Yes. The play style shows that “you should avoid imitating if you are good.” Besides the outstanding technique, the melodies and rhythm originating from the folk music of Central Asia attract us with their exotic sounds. He'd lived and found success from adolescence in the Ukraine, where his parents are from. The other cultural aspect of Uzbekistan noted here in Japan is the movie “Abdulladzhan, dedicated to Steven Spielberg”, directed by Zulfikar Musakov, which is a parody film of Steven Spielberg’s “E.T.”
Let me take you to Tajikistan next. When you talk about the country, it definitely reminds me of Bakhtiyar Khudoinazarov, a film director, who passed away a few years ago. He was a great movie director. The films titled “BRATAN” and “Kosh Ba Kosh” are his major works. If you see his films, you’ll go crazy for the peculiar tempo created by the slow passage of time. With the political crisis of the civil war in the background, “Kosh Ba Kosh” has so much war presence that you hear constant gunshots. It makes for a pretty thrilling acoustic. I was fascinated by the music in the last scene. Just listen to it.
It also has a touch of ethnic music, doesn’t it? Khudoinazarov’s works are shown frequently in theaters nationwide because of his recent death. You can easily check the schedule on the Internet.
How about Turkmenistan? Not too much information seems available, but the country is pretty familiar to a certain group of Japanese music fans. The group I'm talking about is progressive rock fans. The fans of so-called “progre”, for short, are so greedy that they tend to name any resembling music “progre.” As a result, a wide range of music is involved in the genre.
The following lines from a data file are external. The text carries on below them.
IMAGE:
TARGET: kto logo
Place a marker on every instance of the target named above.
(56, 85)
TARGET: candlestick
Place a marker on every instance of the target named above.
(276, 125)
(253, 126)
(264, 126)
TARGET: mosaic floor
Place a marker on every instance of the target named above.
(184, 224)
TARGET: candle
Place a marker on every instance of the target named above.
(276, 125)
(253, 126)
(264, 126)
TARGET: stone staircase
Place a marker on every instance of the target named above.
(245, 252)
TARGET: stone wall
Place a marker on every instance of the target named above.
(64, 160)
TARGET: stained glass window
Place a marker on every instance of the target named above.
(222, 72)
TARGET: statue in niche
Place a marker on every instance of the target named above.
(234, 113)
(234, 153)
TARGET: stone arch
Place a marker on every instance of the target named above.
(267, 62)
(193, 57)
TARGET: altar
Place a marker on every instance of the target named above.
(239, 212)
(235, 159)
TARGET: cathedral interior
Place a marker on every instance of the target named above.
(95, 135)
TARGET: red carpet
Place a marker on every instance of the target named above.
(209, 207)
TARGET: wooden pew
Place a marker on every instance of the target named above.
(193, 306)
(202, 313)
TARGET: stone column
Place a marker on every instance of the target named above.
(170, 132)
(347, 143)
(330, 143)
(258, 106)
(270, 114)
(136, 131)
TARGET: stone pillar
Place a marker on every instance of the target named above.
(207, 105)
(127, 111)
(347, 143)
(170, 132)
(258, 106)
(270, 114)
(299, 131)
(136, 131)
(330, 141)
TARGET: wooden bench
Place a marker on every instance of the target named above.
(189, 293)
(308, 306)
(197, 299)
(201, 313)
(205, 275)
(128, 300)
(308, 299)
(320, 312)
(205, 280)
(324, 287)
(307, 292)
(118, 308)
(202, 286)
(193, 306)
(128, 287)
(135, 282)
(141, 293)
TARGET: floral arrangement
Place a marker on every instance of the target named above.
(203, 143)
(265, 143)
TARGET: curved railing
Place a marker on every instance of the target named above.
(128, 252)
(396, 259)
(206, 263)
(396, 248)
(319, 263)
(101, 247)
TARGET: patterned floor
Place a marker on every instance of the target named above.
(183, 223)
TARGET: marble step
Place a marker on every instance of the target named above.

This has caused a bit of a side effect: they cannot answer well when someone asks, “What is progre?” All joking aside, the Gunesh Ensemble, a transcendent progre band, left an impression on the fans when they appeared from Turkmenistan. Rishad Shafti is the band leader. The sound is a mixture of everything, which is hard to explain. It has an ethnic taste to it as well. The photos of the band in the video, one after another, are powerful.
Was that a little too strange? Well Central Asia, where the remaining two countries of Kazakhstan and Kyrgyzstan reside, is known as the region where the Silk Road passes through. If “Central Asia” sounds strange to you, you may recall the Silk Road. Also, there is a perfect textbook for learning the culture of 19th century Central Asia. It’s called “Otoyomegatari”, a popular manga by Kaoru Mori. Another comic essay was published recently titled, “Silk Road Journey of One Woman” by Hiroko Orita. For some reason, the Silk Road images have a strong charm to Japanese people, such as the music by Kitaro, a synthesizer player; “Ihojin or a foreigner”, an exquisite piece of Japanese pop music by Saki Kubota; and “Gandhara” by Godiego.
This time I forcibly introduced the countries of Central Asia using apples as a tool. The unfamiliar region is at least connected with Japan through apples. Why don’t you treat yourself to an apple, and bring a spark to the routine life of autumn and winter? It would be wonderful to think of something unusual and unseen far away in Central Asia.